The spec was always the bottleneck. Nobody measured it.
What "Vague" Actually Costs
Here's a spec that looks fine at first read:
> Title: Improve search functionality
>
> Description: Make the search feature work better for users who can't find what they're looking for.
>
> Acceptance Criteria:
> - Search returns relevant results
> - Performance is acceptable
> - Users can filter results
This spec will pass sprint planning. Nobody will flag it. The developer assigned to it will open the ticket, read it, and then spend 30 minutes figuring out what "relevant" means in this context. They'll decide on their own what "acceptable performance" is. They'll pick filter categories without checking with the PO because the PO is in another meeting.
Three days later, the feature works. It doesn't match what the PO wanted. The PO didn't know what they wanted because they never had to specify it.
Run that same spec through a quality scorer and you get a 35. Missing measurable outcomes. Vague action verbs. No edge cases. No verification steps. The number isn't the point. The point is that every gap in the spec becomes a decision someone else has to make during implementation.

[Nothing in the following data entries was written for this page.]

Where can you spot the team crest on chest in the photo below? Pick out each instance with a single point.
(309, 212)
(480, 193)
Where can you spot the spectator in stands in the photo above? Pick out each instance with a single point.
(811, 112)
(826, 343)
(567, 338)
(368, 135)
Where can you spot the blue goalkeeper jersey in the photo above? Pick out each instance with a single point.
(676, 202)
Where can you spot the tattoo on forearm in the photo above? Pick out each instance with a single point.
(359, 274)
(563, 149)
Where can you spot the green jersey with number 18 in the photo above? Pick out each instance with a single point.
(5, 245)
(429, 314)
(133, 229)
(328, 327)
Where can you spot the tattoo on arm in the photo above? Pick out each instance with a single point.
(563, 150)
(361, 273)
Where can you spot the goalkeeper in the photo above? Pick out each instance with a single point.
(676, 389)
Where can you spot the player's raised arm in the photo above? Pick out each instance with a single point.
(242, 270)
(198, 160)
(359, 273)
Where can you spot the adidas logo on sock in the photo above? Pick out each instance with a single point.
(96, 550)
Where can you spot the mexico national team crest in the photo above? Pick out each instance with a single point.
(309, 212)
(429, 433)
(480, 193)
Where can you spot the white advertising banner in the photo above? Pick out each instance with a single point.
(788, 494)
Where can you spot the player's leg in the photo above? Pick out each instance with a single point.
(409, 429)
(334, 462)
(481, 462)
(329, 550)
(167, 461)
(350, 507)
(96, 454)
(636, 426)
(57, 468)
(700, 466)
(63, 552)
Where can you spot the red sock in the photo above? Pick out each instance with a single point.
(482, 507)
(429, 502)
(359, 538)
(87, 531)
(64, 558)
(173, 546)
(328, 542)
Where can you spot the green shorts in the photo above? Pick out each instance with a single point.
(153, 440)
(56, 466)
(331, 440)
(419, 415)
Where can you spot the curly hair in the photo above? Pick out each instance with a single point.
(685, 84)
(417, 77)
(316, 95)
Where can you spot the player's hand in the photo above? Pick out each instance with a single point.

Count the implicit decisions in the spec above. "Relevant results" is at least three decisions (ranking algorithm, relevance threshold, handling of zero results). "Acceptable performance" is two more (latency target, dataset size). "Filter results" is another three (which fields, UI placement, multi-select behavior).
That's eight decisions that should have been made during planning, deferred to whoever picks up the ticket.
Measuring Spec Quality Changes the Conversation
The moment you put a number on spec quality, the conversation shifts. Instead of arguing about whether a story is "ready" based on gut feel, you have a score that points at specific gaps.
"This story scored 45 because it has no measurable outcome and the acceptance criteria use passive voice with no testable assertions."
That's not a subjective opinion. It's a measurement. And it's something the PO can fix in five minutes before the story enters sprint, instead of something the developer discovers three days into implementation.
We've watched this pattern across our own sprint planning. Before scoring: specs averaged 65, and we thought they were fine. After scoring: the same specs hit 100 on the second pass, and the implementation time dropped because we weren't guessing at intent.
The data from our autoresearch work backs this up. We scored 487 real GitHub issues from public repos. The average raw score was 51. After refinement, the average jumped to 93.5. The gap between "what people write" and "what's actually buildable" is 42 points.
The Spec Is Cheaper to Fix Than the Code
Every minute spent improving a spec before development saves somewhere between five and twenty minutes during implementation and review. That's not a made-up ratio. It's what we measured building our own product.
When the spec is precise, the developer isn't guessing. Code review is faster because there's something concrete to check against. QA has test cases because the acceptance criteria are the test cases. The sprint finishes on time because nobody spent two days building the wrong thing.
The backlog janitor problem isn't about POs being lazy. It's about not having a feedback loop on input quality. Your CI pipeline won't let you ship broken code. Your design system won't let you ship inconsistent UI. But nothing stops you from shipping a three-word acceptance criterion into a sprint.
Until you measure it.
Try It On Your Worst Ticket
Find the ticket in your current sprint that everyone kind of understands but nobody could implement from the description alone. The one with the blank acceptance criteria field, or the one where the criteria are things like "works correctly" and "handles edge cases."
Paste it into speclint.ai. See what comes back.
If it scores above 70, you're ahead of most teams we've measured. If it scores below 50, you've found the reason your last sprint went sideways.
The backlog doesn't need another refinement meeting. It needs a quality gate.